Agullo explains: “It was an innovative product worldwide that must be understood in the context of war, in the need to educate soldiers, in the fight against fascism and in a specific moment of the conflict.

It emerged with Jesús Hernández, Minister of Public Instruction, of the Communist Party, and it could not have been made with his replacement, Segundo Blanco, an anarchist ”.

Two editions of the Antifascist School Primer were printed, a total of 125,000 copies, of which few are preserved.

Although two editions were printed, one of 25,000 copies and the other of 100,000, few are preserved, both because it was a material destined for the front, and because of Franco's repression.

“I have only seen one original copy.

It was taught to me by the son of a man who, during the dictatorship, kept it under the marble of his bedside table ”, recalls Agullo.

Amster's mastery

On the occasion of the 90th anniversary of the proclamation of the Second Republic, Libros del Zorro Rojo has reissued both primers in one volume.
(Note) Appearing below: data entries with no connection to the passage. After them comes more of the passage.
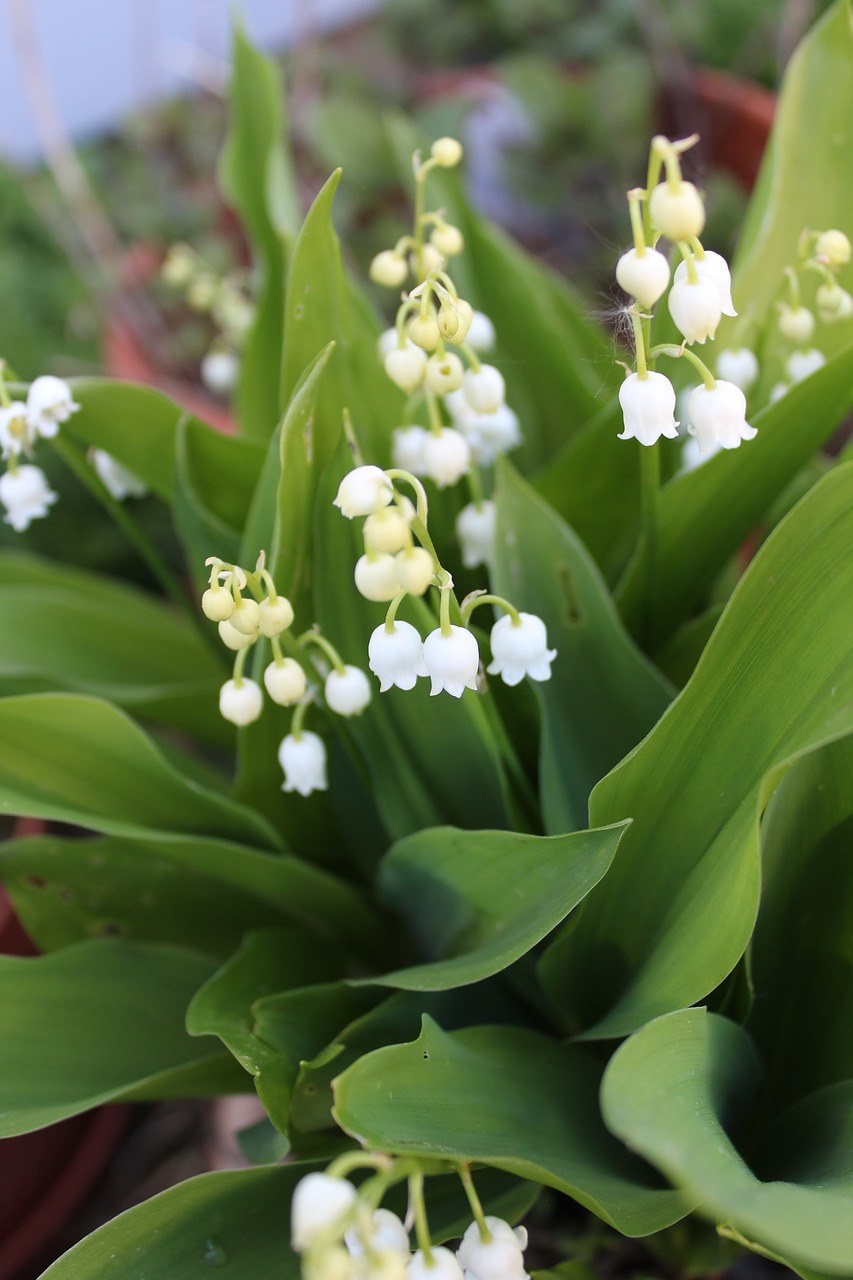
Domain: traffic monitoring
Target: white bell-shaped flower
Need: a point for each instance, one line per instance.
(49, 402)
(118, 480)
(501, 1257)
(696, 309)
(520, 649)
(797, 324)
(484, 388)
(13, 429)
(406, 366)
(407, 448)
(375, 576)
(442, 1265)
(284, 681)
(446, 457)
(26, 496)
(384, 1234)
(347, 691)
(241, 700)
(302, 758)
(396, 656)
(803, 364)
(320, 1205)
(219, 371)
(363, 492)
(738, 365)
(715, 269)
(452, 661)
(643, 275)
(719, 416)
(676, 210)
(648, 407)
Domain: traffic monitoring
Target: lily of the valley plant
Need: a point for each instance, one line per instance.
(471, 776)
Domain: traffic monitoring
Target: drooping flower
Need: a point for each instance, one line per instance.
(452, 661)
(26, 496)
(302, 758)
(396, 657)
(49, 403)
(347, 693)
(320, 1202)
(648, 407)
(241, 700)
(520, 649)
(719, 416)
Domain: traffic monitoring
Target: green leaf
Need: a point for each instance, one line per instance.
(201, 892)
(511, 1098)
(452, 888)
(678, 908)
(99, 1022)
(705, 515)
(603, 695)
(678, 1089)
(68, 758)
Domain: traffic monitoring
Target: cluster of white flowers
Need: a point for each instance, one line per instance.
(227, 298)
(242, 621)
(698, 298)
(395, 566)
(341, 1237)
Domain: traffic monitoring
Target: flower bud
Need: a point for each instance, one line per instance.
(347, 691)
(218, 603)
(696, 309)
(447, 240)
(484, 388)
(363, 492)
(643, 275)
(648, 408)
(423, 330)
(443, 373)
(739, 366)
(274, 616)
(676, 210)
(388, 269)
(302, 758)
(797, 324)
(386, 531)
(446, 152)
(415, 570)
(284, 681)
(241, 700)
(396, 657)
(405, 366)
(375, 577)
(232, 638)
(834, 247)
(446, 456)
(246, 617)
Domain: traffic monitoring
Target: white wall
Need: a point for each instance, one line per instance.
(104, 58)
This editorial initiative joins the recognition of the National Library which, in 2016, included the primer among 15 relevant works of Spanish art, along with the paintings of Altamira or

Las Meninas

. Pedro G. Romero, artist and author of the text that accompanies the reissue, highlights: "It is a fair recognition." For him, the primer “is an exceptional piece that reflects like few others the understanding of visuality in the generation of the Republic. In a sense, it is the culmination of a certain communist aesthetic,

agitprop

(propaganda of agitation), realistic and photomontage, for which Amster's mastery is fundamental ”.
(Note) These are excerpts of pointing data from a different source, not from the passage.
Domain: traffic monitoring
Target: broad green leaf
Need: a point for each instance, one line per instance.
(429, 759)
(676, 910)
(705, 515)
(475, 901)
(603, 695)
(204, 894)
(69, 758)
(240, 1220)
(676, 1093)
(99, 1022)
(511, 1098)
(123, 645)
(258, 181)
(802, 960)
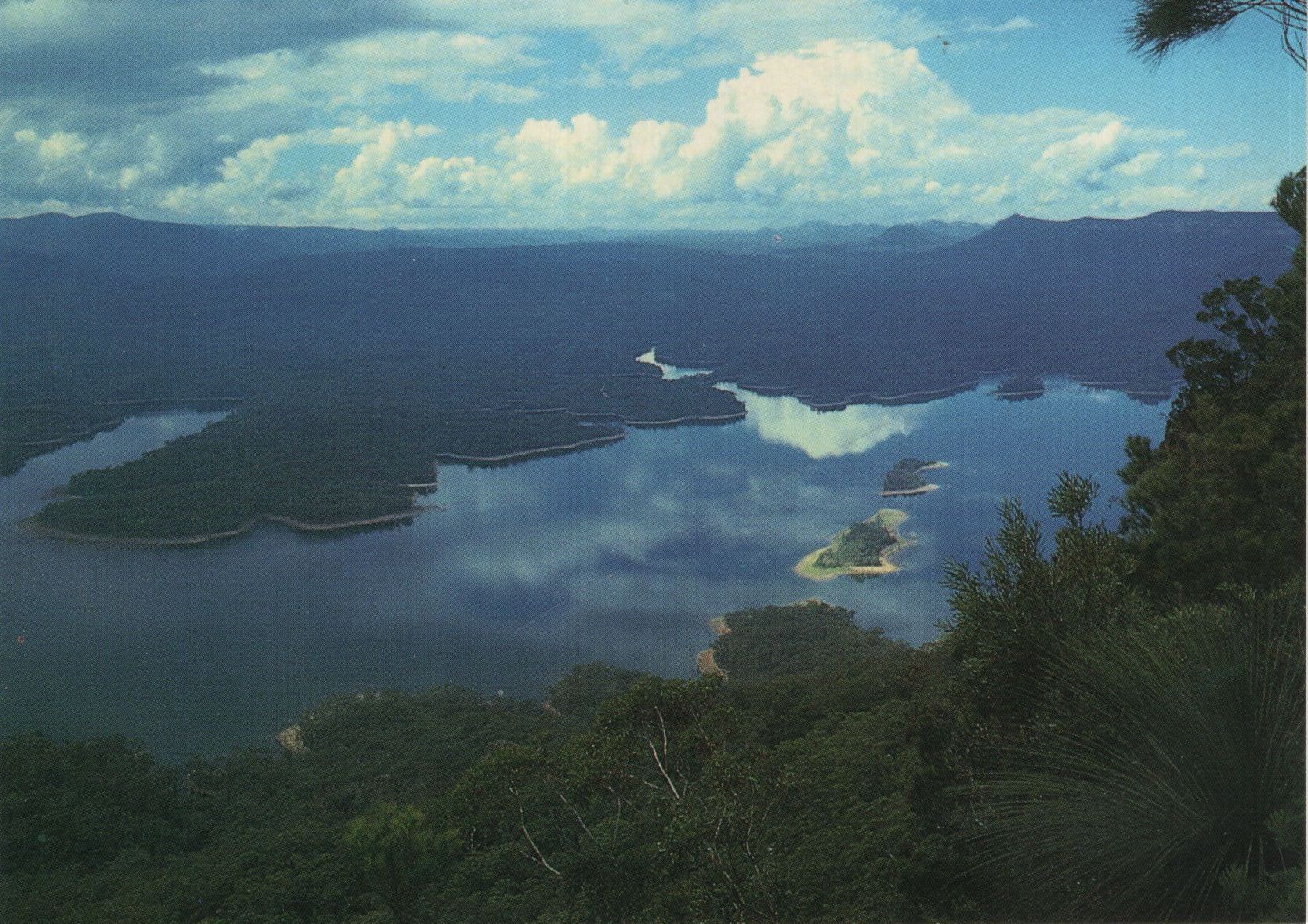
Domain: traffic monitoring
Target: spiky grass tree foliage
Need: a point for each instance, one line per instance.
(1159, 25)
(1173, 785)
Mauricio Amster arrived in Spain invited by his friend Mariano Rawicz. Both were Poles, typographers and Jews, like Max Aub or Cansinos Assens, key figures in the modernization of Spanish culture during the first half of the 20th century. “Often times, the heroes of the avant-garde like Picasso, Miró or Dalí make us forget our own modernity, if you will, provincial, but in a way of understanding the modern typical of the Iberian Peninsula. The timid awakening of Sefarad in the few years of the Republic changed the state of things and this acceleration of what could be a new world is still his great legacy ”, explains Romero.

The defeat of the Republic put an end to his educational projects. Fernando Sainz again suffered repression for his pedagogical work, Val del Omar continued to develop his art under the Franco regime and Amster went into exile in Chile, where he suffered another dictatorship, that of Pinochet. "They are two examples of survival as, in many aspects, their collaborations with communist propaganda during the Civil War were also survival," says Romero. “In any case, talking about collaborationism would be a mistake. Although neither Val del Omar nor Amster carried out their works under the hegemonic guidelines of the political regimes that support them, they did not confront them head-on either. We could say that they pierced them. The

Cartilla Antifascist School

of Stalinist rhetoric holing Amster, as

Agua Espejo Granada

or

Fuego in Castilla

de Val del Omar pierce the national-Catholic regime ”.

Source: elparis

All life articles on 2021-05-04

You may like

News/Politics 2024-03-28T10:36:28.363Z

Trends 24h

Latest

© Communities 2019 - Privacy

The information on this site is from external sources that are not under our control.
The inclusion of any links does not necessarily imply a recommendation or endorse the views expressed within them.